Medicaid Rule on Generic Drug Pricing

In a final rule published on July 6, the Centers for Medicare and Medicaid Services (CMS) announced that based on the Deficit Reduction Act of 2005 (“DRA”), Medicaid is changing its reimbursement methodology for generic drugs from 150% of average wholesale price (“AWP”) to 250% of average manufacturers price (“AMP”) plus a dispensing fee. This anticipated change has been a very hot topic in the health care industry for the past year.

Bloomberg.com reports that

The new pricing and related changes will save $4.9 billion for the U.S. government during five years and $3.5 billion for the states, which jointly fund the program, according to Medicaid. While the new formula would affect the largest U.S. drugstore chains, including Walgreen Co. and CVS Caremark Corp., industry groups said the impact would be greatest at small pharmacies that depend more on Medicaid payments.

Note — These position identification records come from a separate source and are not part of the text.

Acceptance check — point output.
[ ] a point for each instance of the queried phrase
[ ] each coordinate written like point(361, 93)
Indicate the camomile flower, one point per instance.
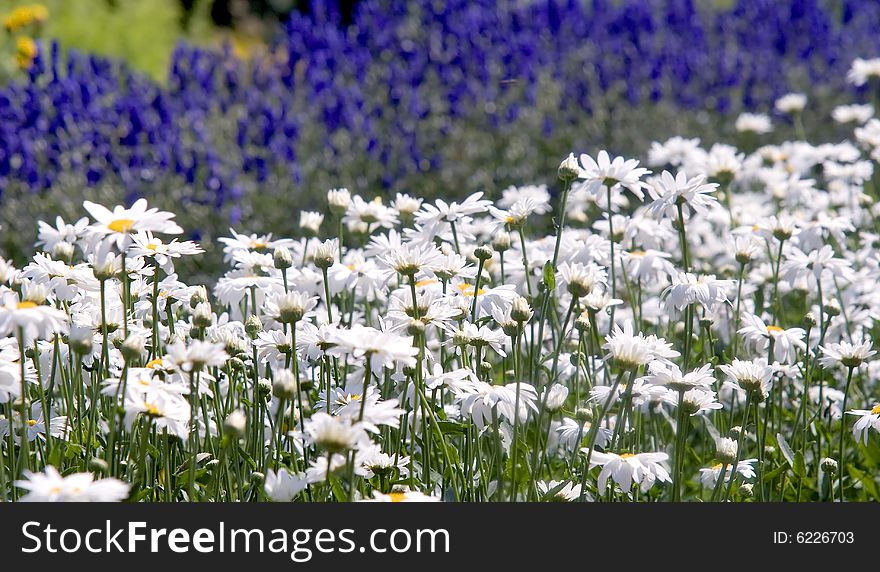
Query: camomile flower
point(380, 349)
point(669, 375)
point(410, 259)
point(863, 70)
point(33, 319)
point(401, 496)
point(572, 432)
point(699, 400)
point(786, 342)
point(627, 469)
point(580, 279)
point(703, 289)
point(674, 152)
point(50, 486)
point(482, 402)
point(631, 350)
point(256, 242)
point(846, 353)
point(375, 462)
point(748, 376)
point(853, 113)
point(48, 236)
point(440, 212)
point(517, 214)
point(800, 264)
point(670, 193)
point(145, 244)
point(197, 355)
point(791, 103)
point(868, 419)
point(406, 206)
point(559, 491)
point(334, 434)
point(120, 223)
point(538, 194)
point(604, 173)
point(753, 123)
point(647, 266)
point(283, 486)
point(709, 476)
point(370, 213)
point(310, 221)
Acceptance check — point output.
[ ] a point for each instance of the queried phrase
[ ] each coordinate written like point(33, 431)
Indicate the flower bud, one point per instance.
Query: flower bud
point(133, 348)
point(483, 252)
point(281, 258)
point(284, 385)
point(415, 328)
point(829, 466)
point(253, 326)
point(501, 242)
point(80, 340)
point(520, 310)
point(202, 316)
point(63, 251)
point(485, 369)
point(338, 200)
point(725, 450)
point(199, 296)
point(235, 424)
point(569, 168)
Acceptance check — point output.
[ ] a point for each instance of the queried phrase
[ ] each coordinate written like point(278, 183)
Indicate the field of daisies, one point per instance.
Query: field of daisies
point(695, 329)
point(506, 270)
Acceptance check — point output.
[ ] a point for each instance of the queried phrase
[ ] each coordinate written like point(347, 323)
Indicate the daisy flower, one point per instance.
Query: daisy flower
point(283, 486)
point(670, 192)
point(120, 223)
point(846, 353)
point(867, 419)
point(786, 342)
point(627, 469)
point(604, 173)
point(50, 486)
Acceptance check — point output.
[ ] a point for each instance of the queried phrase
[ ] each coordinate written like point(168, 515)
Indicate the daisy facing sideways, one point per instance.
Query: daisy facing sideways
point(77, 487)
point(627, 469)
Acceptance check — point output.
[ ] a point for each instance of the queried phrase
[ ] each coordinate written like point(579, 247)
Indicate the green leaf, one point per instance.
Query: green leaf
point(867, 481)
point(799, 466)
point(338, 490)
point(549, 276)
point(786, 449)
point(452, 427)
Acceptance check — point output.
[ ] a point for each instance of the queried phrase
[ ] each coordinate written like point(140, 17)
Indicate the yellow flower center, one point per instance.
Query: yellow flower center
point(468, 290)
point(121, 225)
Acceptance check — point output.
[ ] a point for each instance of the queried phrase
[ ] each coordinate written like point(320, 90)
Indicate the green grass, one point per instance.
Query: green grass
point(140, 32)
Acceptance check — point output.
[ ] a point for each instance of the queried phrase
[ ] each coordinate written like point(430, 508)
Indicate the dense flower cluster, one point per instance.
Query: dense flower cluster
point(435, 96)
point(697, 327)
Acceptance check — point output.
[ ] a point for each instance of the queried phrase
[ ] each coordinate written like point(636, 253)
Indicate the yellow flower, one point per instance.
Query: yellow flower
point(25, 51)
point(25, 16)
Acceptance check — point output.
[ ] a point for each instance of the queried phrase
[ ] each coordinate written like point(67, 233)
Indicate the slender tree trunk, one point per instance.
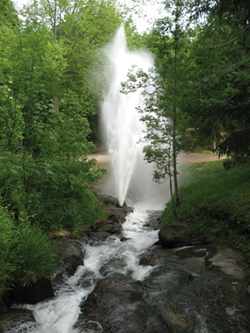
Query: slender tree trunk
point(174, 128)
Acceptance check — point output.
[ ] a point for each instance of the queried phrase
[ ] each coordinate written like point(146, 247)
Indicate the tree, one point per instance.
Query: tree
point(224, 72)
point(170, 44)
point(44, 145)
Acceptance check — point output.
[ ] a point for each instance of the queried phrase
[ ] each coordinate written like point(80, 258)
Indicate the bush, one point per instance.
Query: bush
point(26, 255)
point(52, 193)
point(8, 241)
point(217, 204)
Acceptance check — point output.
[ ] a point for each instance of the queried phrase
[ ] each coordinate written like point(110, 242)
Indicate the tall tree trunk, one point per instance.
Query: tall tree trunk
point(174, 126)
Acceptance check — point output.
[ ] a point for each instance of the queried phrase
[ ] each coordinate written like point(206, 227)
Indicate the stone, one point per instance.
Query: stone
point(34, 292)
point(178, 235)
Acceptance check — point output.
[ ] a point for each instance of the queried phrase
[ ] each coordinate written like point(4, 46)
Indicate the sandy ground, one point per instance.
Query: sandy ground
point(184, 159)
point(103, 160)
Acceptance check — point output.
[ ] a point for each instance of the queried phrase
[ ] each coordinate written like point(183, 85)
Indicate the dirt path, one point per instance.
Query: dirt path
point(184, 159)
point(103, 160)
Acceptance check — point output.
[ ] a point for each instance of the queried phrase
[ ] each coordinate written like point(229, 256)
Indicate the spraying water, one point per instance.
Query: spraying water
point(134, 181)
point(122, 126)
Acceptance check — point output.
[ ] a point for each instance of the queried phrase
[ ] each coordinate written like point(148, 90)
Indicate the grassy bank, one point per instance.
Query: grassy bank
point(216, 202)
point(26, 255)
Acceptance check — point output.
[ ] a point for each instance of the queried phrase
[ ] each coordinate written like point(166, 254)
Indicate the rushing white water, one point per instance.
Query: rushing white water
point(121, 122)
point(59, 314)
point(131, 173)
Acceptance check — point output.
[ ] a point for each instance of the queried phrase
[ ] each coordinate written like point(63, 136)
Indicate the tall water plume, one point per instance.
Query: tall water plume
point(122, 126)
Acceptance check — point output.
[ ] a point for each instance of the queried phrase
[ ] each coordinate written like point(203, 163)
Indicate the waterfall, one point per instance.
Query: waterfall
point(122, 126)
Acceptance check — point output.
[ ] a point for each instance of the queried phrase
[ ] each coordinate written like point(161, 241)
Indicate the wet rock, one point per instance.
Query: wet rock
point(178, 235)
point(99, 236)
point(119, 307)
point(17, 321)
point(193, 294)
point(34, 292)
point(154, 220)
point(109, 227)
point(71, 254)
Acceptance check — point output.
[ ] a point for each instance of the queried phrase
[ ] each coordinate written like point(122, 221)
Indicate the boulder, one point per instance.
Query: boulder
point(71, 254)
point(118, 306)
point(34, 292)
point(178, 235)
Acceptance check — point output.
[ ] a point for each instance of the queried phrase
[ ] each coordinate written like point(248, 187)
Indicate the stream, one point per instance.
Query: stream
point(59, 314)
point(129, 283)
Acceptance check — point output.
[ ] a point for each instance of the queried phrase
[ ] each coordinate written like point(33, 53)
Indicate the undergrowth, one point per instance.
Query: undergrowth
point(216, 202)
point(27, 254)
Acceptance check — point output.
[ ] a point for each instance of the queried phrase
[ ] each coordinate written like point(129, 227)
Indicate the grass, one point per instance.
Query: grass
point(216, 203)
point(26, 253)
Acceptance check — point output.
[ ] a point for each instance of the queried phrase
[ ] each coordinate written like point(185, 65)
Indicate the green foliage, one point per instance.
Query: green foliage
point(216, 204)
point(26, 255)
point(35, 255)
point(8, 241)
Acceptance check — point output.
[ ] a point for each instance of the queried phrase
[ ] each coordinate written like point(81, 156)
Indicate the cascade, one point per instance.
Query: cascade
point(133, 178)
point(122, 127)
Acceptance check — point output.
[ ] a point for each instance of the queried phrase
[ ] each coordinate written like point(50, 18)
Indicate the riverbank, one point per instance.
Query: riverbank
point(215, 203)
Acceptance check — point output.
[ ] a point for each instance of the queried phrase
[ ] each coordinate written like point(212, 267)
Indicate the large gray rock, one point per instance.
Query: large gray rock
point(118, 305)
point(34, 292)
point(178, 235)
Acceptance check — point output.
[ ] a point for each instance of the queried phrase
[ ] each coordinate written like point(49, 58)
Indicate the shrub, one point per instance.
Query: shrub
point(217, 204)
point(8, 241)
point(26, 255)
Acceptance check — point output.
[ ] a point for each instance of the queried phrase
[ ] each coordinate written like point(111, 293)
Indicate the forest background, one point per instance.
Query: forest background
point(53, 74)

The National Association of Chain Drug Stores has pledged an “’All-Branches, All-Level Government Strategy’” to Fix Medicaid Reimbursement Model.” Who will be expected to pick up the slack? Private sector payers and FEHB plans.

CMS’s announcement further advises that

The DRA also makes an important change to health care purchasing by introducing transparency in Medicaid prescription drug pricing and requiring that for the first time, AMPs be publicly reported on the Internet. States will now be able to use actual AMP information as the basis for setting drug reimbursement. Drug makers will also have to report AMPs monthly, as well as quarterly, as was the practice prior to DRA. More frequent reporting will allow states to make timely adjustments to reimbursement rates.

This development could further accelerate the demise of the AWP. The rule is effective October 1, 2007.